Written by Meredith Gutowski/WHSRN
In January 2011, the WHSRN Hemispheric Council approved Humedales Orientales de Chiloé [Eastern Wetlands of Chiloé] as a WHSRN Site of Hemispheric Importance. This wetland system is located on the Island of Chiloé, in southern Chile, in the Lake Region of Chiloé Province, and includes the Municipalities of Dalcahue, Quinchao, Curaco de Velez, and Castro. The area contains 10 wetlands—Curacao, Pullao, Chullec, Rilán, San Juan, Castro, Putemún, Teguel, Nercón and Quinchao—comprising a total of 1,900 hectares (4,695 acres).
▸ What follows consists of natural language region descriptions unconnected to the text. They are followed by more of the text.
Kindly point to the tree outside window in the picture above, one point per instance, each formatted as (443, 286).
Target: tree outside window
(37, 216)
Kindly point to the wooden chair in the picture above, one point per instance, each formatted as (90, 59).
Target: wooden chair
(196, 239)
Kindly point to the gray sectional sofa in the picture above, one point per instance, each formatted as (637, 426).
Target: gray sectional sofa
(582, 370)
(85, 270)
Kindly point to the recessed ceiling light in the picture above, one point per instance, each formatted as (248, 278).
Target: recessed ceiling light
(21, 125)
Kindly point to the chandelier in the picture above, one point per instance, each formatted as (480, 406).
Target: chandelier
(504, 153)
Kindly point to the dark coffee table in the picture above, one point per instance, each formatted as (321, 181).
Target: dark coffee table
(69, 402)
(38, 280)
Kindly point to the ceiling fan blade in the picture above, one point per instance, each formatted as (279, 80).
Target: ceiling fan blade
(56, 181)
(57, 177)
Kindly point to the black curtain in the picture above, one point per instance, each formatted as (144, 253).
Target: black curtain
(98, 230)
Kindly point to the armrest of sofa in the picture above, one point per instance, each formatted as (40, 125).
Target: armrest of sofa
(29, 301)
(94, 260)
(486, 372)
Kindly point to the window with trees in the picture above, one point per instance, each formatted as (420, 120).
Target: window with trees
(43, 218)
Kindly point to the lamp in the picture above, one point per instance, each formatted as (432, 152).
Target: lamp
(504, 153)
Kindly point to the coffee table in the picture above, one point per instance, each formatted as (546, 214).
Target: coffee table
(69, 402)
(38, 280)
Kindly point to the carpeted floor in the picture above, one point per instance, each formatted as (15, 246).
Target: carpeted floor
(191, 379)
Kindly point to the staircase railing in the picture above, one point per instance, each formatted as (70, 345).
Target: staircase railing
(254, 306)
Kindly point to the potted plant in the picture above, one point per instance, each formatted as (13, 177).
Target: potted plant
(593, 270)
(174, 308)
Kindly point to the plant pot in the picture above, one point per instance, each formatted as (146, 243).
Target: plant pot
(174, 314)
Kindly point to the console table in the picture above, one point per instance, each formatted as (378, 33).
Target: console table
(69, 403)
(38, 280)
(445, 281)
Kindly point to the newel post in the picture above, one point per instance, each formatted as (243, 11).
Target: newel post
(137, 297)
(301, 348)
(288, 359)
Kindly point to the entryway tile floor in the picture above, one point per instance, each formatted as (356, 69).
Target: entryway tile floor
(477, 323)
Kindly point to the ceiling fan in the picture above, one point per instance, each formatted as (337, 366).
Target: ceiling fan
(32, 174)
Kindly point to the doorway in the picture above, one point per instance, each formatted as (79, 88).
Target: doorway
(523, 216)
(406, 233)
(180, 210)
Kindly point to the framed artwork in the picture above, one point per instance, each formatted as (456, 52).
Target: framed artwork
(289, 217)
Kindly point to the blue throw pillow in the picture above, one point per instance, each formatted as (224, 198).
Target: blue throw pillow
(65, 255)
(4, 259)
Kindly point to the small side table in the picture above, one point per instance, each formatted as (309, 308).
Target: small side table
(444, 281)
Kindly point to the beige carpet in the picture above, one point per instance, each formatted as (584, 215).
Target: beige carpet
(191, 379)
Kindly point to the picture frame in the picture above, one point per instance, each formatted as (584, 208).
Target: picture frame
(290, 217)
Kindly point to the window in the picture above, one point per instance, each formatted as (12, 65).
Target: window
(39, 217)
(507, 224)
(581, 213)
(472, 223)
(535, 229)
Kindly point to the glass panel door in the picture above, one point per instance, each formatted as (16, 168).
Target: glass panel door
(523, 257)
Hudsonian Godwit. © Pablo Petracci
These wetlands support 40% of the world population of Hudsonian Godwit (Limosa haemastica), and provide important habitat for more than 2,000 Whimbrels (Numenius phaeopus) from the Pacific coast population. Both species breed in North America and are of high conservation concern.
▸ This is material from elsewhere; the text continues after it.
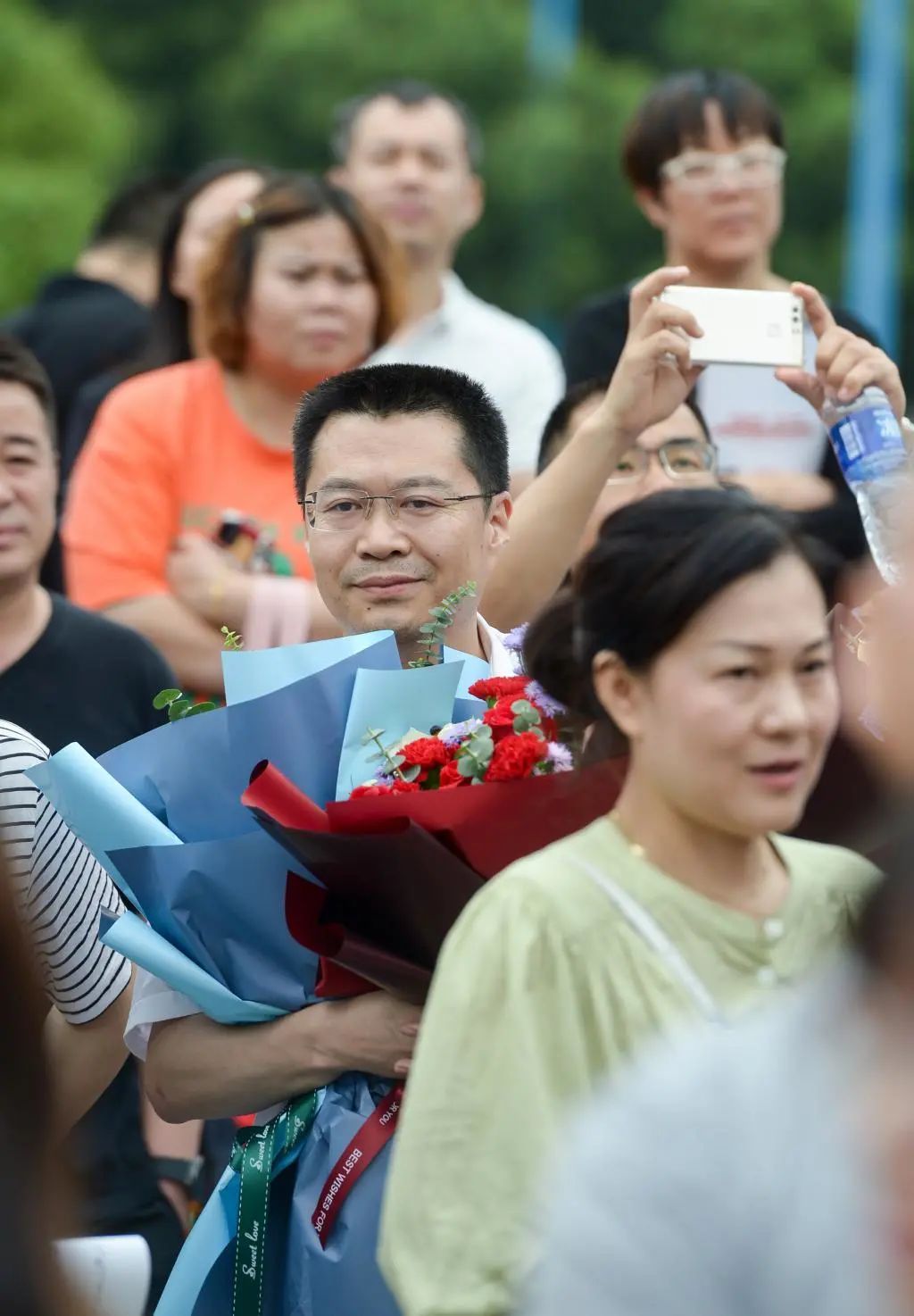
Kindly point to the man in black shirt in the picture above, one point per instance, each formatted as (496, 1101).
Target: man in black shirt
(705, 158)
(67, 674)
The area is under the administration of the Ministry of National Defense – Secretary of the Navy. Therefore, it is not possible to establish private property within the area. The site is managed by Admiral Ricardo Böke Friederichs, Director of Maritime Interests and Aquatic Environment, General Directorate of Maritime Territory and Merchant Marine-DIRECTEMAR (Chilean Navy).
The letter of institutional commitment, a criterion for WHSRN, was signed by Admiral Friederichs, accompanied by letters of commitment from the four mayors who have jurisdiction over the area. Additionally, a total of 30 letters were submitted from various public, private, and community institutions, along with adjacent property owners to the area—all in support of the WHSRN designation.
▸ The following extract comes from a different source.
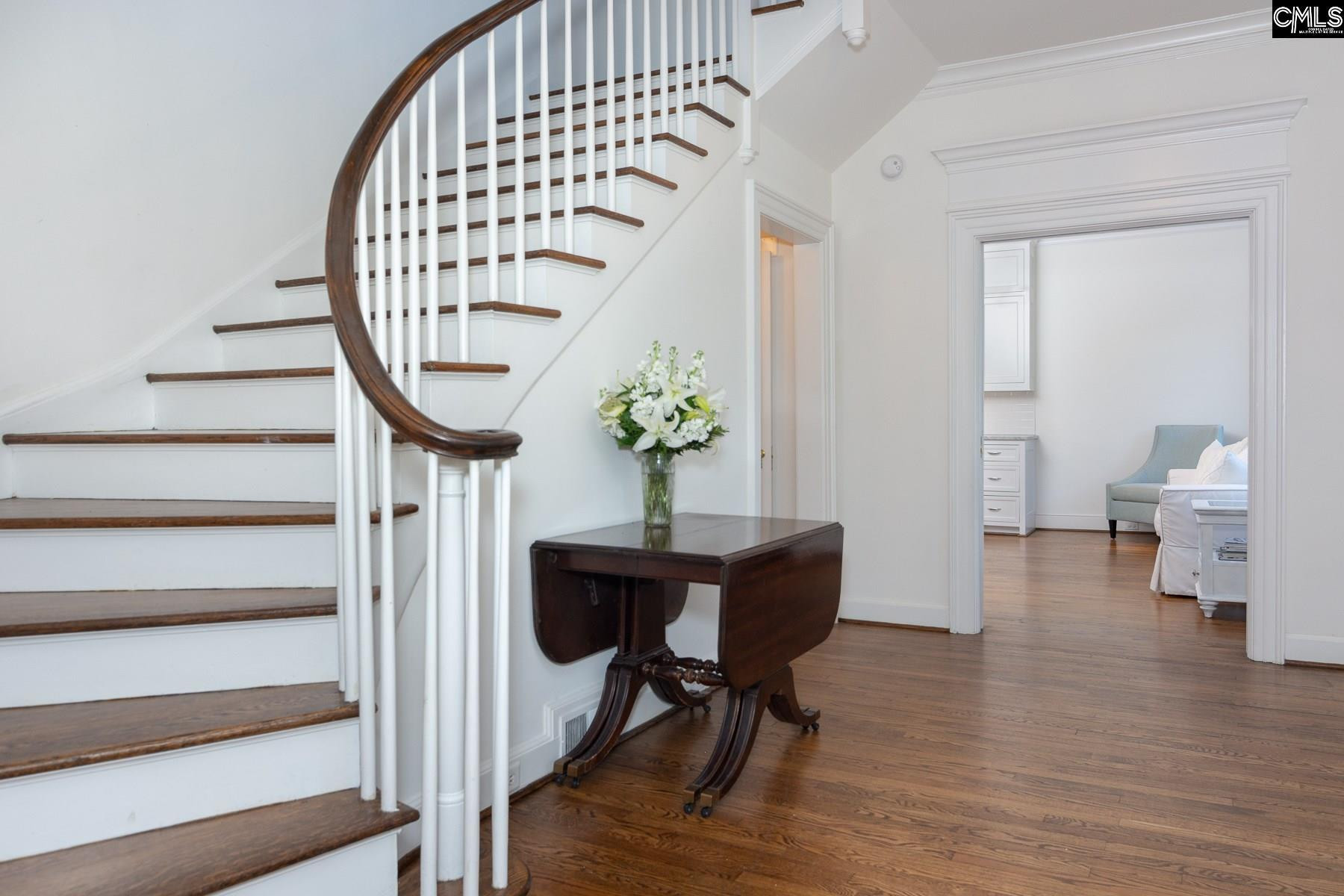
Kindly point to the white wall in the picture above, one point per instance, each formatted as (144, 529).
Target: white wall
(893, 311)
(1132, 329)
(156, 152)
This designation is the result of work led by the Center for the Study and Conservation of Natural Heritage (CECPAN by its Spanish acronym), with the valuable support of various local, provincial, and regional stakeholders who, as a whole, made it possible to realize this important achievement for the conservation of migratory birds and their habitats in Chiloé. Partners include municipalities, jurisdictional public service entities, and Regional government institutions, along with neighborhood associations, local groups, federations, schools, and educational establishments, among others.
For Diego Luna Quevedo, representing the WHSRN Executive Office in the Southern Cone, the designation “sets a great opportunity for new partnerships, resources, and tools for effective conservation of this globally important area. In addition to its valuable cultural heritage, the Island of Chiloé possesses a great wealth of biological diversity that could be a source of pride and focus for the development of local communities.”
During March 2011, partners will carry out a ceremony in the city of Castro, to formalize the designation with mayors, regional authorities, leaders of nongovernmental organizations, and local and international guests. Partners will also take this opportunity to launch the implementation of the “Conservation Plan for Migratory Shorebirds in Chiloé.” The initiative was sponsored by a coalition of international organizations including The Nature Conservancy (TNC), the U.S. Fish and Wildlife Service, the National Audubon Society, and the Shorebird Recovery Project of the Manomet Center for Conservation Sciences. Partners in this coalition are working with their national and local counterparts in Chile, including the Ministry of Environment of Chile, the Government of the Región de los Lagos, local municipalities, CECPAN, and Conservación Marina.
Chiloé Island, southern Chile. Inset: Humedales Orientales de Chiloé WHSRN Site (green areas) / Courtesy of CECPAN
There are now 84 WHSRN sites in 13 countries, with partners conserving more than 12 million hectares (31 million acres) of key shorebird habitat. The Humedales Orientales de Chiloé is now the third WHSRN site in Chile, following Bahía Lomas (in Tierra del Fuego) and the Humedal del Río Lluta (in northern Chile).
It’s our pleasure to give a warm welcome to our new partners at the Humedales Orientales de Chiloé WHSRN Site of Hemispheric Importance!